Minimum virtual dataset for reproducible triploid de novo genome assembly

Despite technological advancements, whole-genome sequencing remains technically challenging for organisms with higher-ploidy genomes. Therefore, the use of short-read sequencing platforms for this purpose has been attempted, but the conditions that result in poor-quality genomes have not been elucidated. Therefore, in the present study, simulated sequences mimicking the accumulation of insertion/deletion mutations were created to clarify the permissible differences between homologous chromosomes and the k-mer sizes for good-quality genome assembly from short-read sequencing data for triploid species. The results illustrated that a narrow range of k-mers permits the generation of high-quality assemblies for any level of difference between homologous chromosomes. This dataset consists of the virtual haploid genome (O.fasta), triploid genome data (reference_sequense), NGS read data (NGS_reads), and assembly results (all_contigs) created in this study.
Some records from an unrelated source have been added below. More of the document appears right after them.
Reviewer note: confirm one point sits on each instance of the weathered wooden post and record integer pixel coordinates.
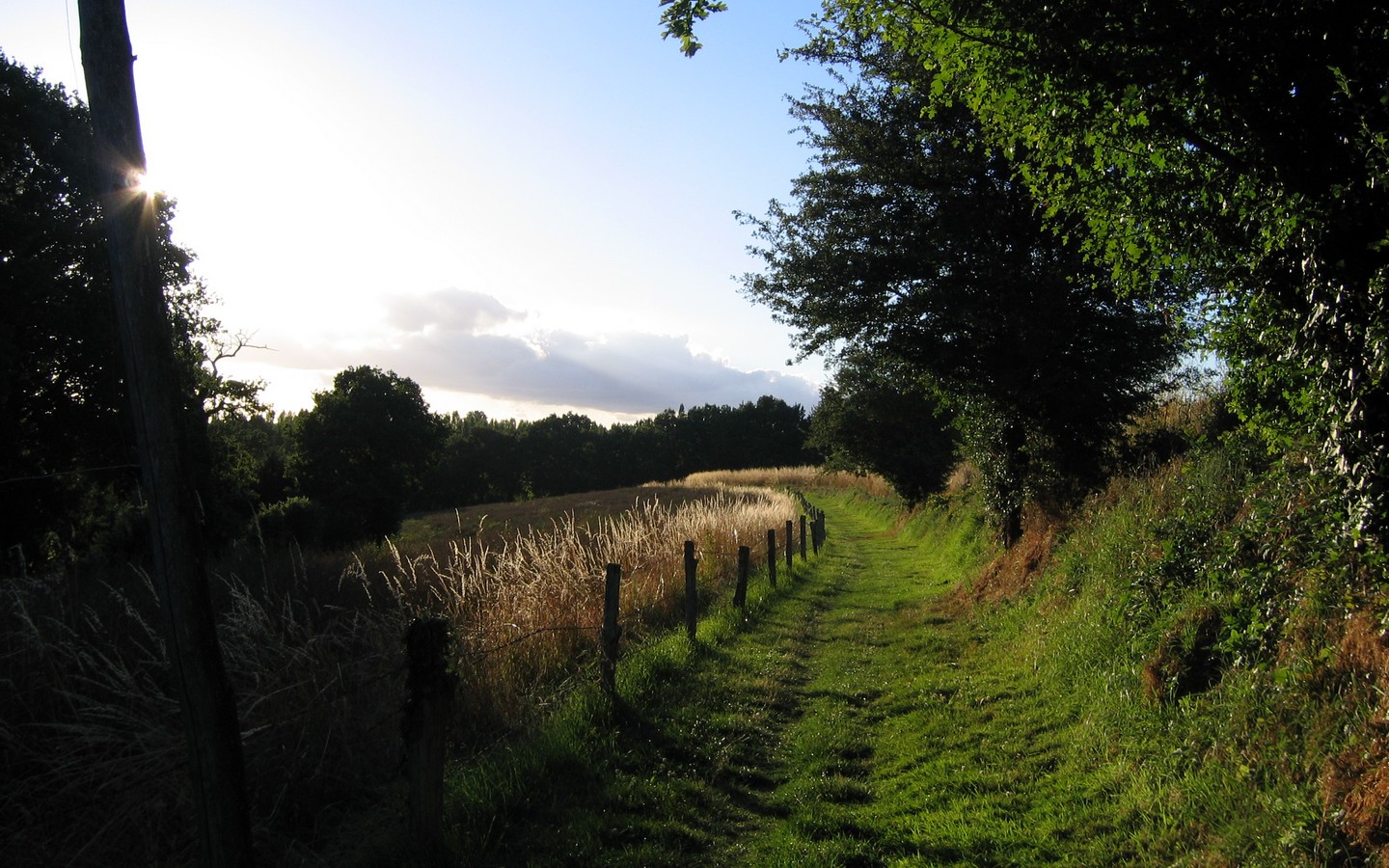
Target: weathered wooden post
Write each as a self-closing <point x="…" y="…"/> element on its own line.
<point x="691" y="592"/>
<point x="745" y="556"/>
<point x="612" y="631"/>
<point x="425" y="725"/>
<point x="771" y="557"/>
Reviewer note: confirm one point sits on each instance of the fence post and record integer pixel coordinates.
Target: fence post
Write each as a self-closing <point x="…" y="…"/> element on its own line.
<point x="612" y="631"/>
<point x="691" y="592"/>
<point x="771" y="557"/>
<point x="425" y="725"/>
<point x="745" y="555"/>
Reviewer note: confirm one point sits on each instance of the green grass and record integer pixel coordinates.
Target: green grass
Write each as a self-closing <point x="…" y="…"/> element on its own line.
<point x="864" y="716"/>
<point x="852" y="722"/>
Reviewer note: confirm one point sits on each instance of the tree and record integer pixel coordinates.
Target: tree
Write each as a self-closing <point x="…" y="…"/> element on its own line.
<point x="170" y="438"/>
<point x="362" y="451"/>
<point x="66" y="436"/>
<point x="875" y="419"/>
<point x="560" y="454"/>
<point x="1238" y="146"/>
<point x="914" y="248"/>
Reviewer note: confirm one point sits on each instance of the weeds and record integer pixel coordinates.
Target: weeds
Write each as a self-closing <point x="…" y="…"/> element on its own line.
<point x="94" y="757"/>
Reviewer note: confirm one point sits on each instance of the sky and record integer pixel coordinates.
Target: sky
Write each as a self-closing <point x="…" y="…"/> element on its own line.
<point x="524" y="207"/>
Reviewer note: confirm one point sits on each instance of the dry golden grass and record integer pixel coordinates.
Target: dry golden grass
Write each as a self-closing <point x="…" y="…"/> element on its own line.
<point x="95" y="770"/>
<point x="795" y="478"/>
<point x="526" y="605"/>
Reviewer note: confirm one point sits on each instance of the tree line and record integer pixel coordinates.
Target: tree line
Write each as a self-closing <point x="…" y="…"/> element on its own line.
<point x="371" y="450"/>
<point x="346" y="470"/>
<point x="1022" y="215"/>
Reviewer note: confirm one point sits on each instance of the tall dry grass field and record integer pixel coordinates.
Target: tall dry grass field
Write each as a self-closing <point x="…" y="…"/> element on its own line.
<point x="796" y="478"/>
<point x="94" y="766"/>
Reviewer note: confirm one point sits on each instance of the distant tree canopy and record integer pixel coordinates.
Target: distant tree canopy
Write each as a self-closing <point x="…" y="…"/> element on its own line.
<point x="363" y="450"/>
<point x="877" y="417"/>
<point x="915" y="250"/>
<point x="67" y="475"/>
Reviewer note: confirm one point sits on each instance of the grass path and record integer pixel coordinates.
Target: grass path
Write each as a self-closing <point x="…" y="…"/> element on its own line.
<point x="858" y="721"/>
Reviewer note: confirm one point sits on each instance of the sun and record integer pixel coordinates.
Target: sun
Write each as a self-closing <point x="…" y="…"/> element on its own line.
<point x="144" y="183"/>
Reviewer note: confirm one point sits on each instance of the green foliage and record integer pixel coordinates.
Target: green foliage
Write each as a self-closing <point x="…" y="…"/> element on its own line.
<point x="66" y="444"/>
<point x="679" y="18"/>
<point x="914" y="249"/>
<point x="874" y="419"/>
<point x="362" y="451"/>
<point x="1234" y="153"/>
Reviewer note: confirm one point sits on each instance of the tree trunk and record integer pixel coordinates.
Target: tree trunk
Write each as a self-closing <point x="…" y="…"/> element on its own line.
<point x="164" y="426"/>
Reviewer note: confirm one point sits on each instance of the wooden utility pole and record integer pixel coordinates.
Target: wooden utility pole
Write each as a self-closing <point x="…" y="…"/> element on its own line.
<point x="166" y="425"/>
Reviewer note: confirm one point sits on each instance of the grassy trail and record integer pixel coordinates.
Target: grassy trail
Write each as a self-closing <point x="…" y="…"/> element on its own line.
<point x="858" y="721"/>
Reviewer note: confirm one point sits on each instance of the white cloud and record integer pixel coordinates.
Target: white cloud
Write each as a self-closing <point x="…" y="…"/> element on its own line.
<point x="448" y="341"/>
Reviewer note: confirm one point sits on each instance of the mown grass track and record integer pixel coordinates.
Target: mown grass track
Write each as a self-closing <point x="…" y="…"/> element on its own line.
<point x="858" y="719"/>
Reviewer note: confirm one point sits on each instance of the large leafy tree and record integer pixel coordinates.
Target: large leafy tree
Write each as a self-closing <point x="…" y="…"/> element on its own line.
<point x="912" y="245"/>
<point x="67" y="464"/>
<point x="877" y="417"/>
<point x="1242" y="146"/>
<point x="363" y="450"/>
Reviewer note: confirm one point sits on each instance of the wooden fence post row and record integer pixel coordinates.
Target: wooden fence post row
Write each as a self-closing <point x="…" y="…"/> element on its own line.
<point x="612" y="630"/>
<point x="425" y="725"/>
<point x="771" y="557"/>
<point x="691" y="590"/>
<point x="745" y="557"/>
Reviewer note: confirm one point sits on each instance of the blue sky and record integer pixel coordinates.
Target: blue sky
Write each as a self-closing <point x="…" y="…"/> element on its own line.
<point x="524" y="207"/>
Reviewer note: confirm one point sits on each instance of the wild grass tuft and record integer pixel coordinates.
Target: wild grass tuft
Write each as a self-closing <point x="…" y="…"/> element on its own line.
<point x="94" y="763"/>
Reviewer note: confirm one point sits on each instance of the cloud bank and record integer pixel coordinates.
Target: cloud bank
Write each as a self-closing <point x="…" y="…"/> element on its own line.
<point x="469" y="341"/>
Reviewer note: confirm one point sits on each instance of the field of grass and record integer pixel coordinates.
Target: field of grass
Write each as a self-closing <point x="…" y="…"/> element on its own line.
<point x="1187" y="669"/>
<point x="94" y="764"/>
<point x="1185" y="672"/>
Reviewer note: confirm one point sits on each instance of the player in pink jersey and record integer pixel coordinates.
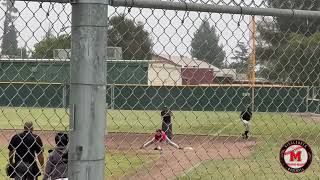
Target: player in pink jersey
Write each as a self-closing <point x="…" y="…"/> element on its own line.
<point x="160" y="137"/>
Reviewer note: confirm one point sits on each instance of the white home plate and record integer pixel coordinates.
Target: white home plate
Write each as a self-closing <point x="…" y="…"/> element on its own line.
<point x="188" y="148"/>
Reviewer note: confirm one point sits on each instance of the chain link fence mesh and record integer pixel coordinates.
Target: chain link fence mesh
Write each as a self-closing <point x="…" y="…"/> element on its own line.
<point x="204" y="67"/>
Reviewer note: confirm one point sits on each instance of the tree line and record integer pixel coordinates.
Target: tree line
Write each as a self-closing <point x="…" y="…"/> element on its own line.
<point x="287" y="49"/>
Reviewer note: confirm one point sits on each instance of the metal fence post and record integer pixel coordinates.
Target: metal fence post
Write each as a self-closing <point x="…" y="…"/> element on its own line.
<point x="88" y="90"/>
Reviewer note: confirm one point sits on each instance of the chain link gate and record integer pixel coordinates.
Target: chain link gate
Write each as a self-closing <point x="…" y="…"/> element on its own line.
<point x="206" y="61"/>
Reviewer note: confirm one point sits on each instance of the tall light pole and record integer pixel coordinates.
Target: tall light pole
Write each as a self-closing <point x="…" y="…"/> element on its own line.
<point x="252" y="61"/>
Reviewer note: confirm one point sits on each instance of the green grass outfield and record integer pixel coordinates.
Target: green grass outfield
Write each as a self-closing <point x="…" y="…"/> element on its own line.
<point x="273" y="129"/>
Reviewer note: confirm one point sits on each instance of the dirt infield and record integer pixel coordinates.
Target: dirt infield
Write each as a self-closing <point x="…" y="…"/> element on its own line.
<point x="172" y="162"/>
<point x="314" y="117"/>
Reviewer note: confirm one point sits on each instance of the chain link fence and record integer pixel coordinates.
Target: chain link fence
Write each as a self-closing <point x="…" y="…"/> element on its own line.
<point x="188" y="68"/>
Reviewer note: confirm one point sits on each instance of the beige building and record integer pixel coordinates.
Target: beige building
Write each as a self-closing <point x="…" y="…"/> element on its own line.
<point x="164" y="73"/>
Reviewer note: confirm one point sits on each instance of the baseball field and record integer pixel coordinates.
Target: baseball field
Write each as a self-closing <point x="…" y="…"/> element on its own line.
<point x="218" y="152"/>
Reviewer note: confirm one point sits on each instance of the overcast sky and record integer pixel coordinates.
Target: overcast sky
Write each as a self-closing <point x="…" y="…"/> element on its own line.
<point x="170" y="35"/>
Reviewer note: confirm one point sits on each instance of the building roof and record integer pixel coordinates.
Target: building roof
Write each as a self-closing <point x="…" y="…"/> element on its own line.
<point x="188" y="62"/>
<point x="68" y="60"/>
<point x="227" y="73"/>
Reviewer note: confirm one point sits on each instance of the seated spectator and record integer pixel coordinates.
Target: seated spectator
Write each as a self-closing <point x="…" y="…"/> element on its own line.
<point x="57" y="164"/>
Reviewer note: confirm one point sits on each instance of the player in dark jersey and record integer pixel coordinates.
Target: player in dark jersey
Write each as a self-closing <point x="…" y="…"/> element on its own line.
<point x="245" y="117"/>
<point x="166" y="115"/>
<point x="160" y="137"/>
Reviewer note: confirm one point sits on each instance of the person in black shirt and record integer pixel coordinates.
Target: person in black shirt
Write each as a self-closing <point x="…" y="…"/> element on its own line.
<point x="166" y="115"/>
<point x="24" y="148"/>
<point x="245" y="117"/>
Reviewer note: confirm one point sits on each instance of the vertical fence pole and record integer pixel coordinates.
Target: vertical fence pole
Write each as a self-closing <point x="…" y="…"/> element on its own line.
<point x="88" y="90"/>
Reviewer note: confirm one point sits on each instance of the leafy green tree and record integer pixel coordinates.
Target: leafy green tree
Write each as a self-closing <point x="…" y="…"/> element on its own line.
<point x="297" y="62"/>
<point x="205" y="45"/>
<point x="241" y="58"/>
<point x="44" y="49"/>
<point x="131" y="37"/>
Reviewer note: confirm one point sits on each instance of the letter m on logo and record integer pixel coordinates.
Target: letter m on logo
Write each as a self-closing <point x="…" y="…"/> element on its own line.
<point x="295" y="156"/>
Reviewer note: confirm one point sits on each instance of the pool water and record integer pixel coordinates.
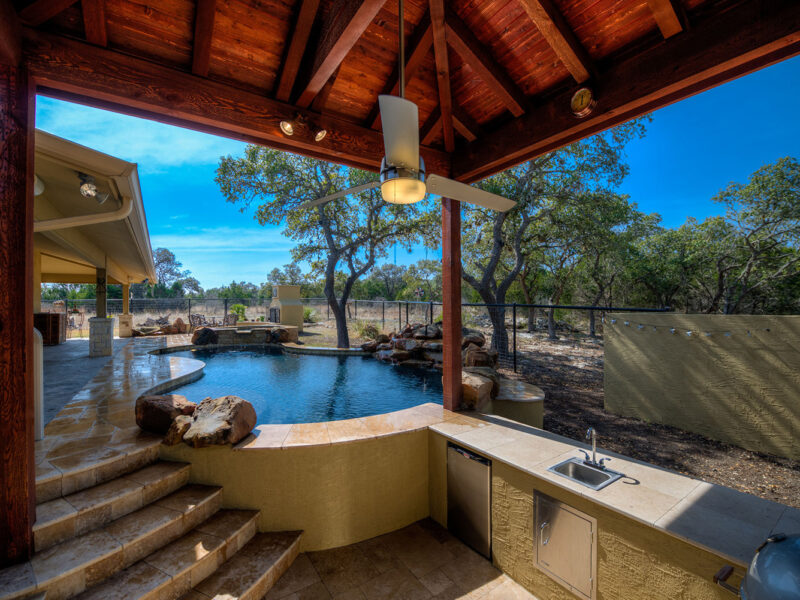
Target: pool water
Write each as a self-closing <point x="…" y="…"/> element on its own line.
<point x="287" y="388"/>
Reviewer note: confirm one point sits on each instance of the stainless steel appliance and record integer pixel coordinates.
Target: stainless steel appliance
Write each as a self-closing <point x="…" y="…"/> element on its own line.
<point x="469" y="490"/>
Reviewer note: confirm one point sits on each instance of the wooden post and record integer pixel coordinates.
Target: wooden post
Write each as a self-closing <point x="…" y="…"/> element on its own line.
<point x="451" y="302"/>
<point x="101" y="305"/>
<point x="17" y="470"/>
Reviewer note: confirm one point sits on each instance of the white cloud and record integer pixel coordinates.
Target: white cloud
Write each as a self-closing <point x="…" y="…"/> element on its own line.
<point x="154" y="146"/>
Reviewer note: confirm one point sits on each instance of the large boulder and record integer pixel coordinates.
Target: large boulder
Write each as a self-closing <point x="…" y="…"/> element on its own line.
<point x="156" y="413"/>
<point x="204" y="336"/>
<point x="177" y="430"/>
<point x="476" y="390"/>
<point x="218" y="421"/>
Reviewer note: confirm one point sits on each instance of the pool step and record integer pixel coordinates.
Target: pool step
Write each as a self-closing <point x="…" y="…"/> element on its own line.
<point x="253" y="571"/>
<point x="68" y="568"/>
<point x="177" y="567"/>
<point x="63" y="518"/>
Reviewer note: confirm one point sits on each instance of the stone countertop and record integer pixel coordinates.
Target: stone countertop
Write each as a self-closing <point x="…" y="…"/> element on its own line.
<point x="725" y="521"/>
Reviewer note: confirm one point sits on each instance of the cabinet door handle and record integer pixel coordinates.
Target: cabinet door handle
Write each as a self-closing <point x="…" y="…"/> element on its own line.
<point x="541" y="533"/>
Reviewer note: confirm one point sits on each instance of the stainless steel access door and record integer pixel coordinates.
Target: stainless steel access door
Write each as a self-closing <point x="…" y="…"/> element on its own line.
<point x="469" y="510"/>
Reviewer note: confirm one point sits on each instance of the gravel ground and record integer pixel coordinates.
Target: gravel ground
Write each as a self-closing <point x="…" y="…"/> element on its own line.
<point x="571" y="373"/>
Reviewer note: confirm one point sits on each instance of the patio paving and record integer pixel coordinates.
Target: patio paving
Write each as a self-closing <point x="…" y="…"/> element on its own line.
<point x="422" y="561"/>
<point x="67" y="369"/>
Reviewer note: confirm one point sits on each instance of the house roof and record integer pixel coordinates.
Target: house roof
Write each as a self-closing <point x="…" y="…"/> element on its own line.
<point x="71" y="251"/>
尽管测序技术已取得长足进步，但针对高倍性基因组生物体的全基因组测序仍具有较高技术难度。因此，已有研究尝试采用短读长测序平台开展此类工作，但导致基因组组装质量不佳的具体条件仍未阐明。为此，本研究构建了模拟插入/缺失突变累积过程的序列，以厘清三倍体物种利用短读长测序数据实现高质量基因组组装时，同源染色体间的允许差异范围与k元组（k-mer）的最优取值区间。研究结果显示，无论同源染色体间的差异程度如何，仅需选择狭窄区间内的k元组即可获得高质量的基因组组装结果。 本数据集涵盖本研究生成的虚拟单倍体基因组（O.fasta）、三倍体基因组数据（reference_sequense）、NGS读段数据（NGS_reads）以及组装结果（all_contigs）。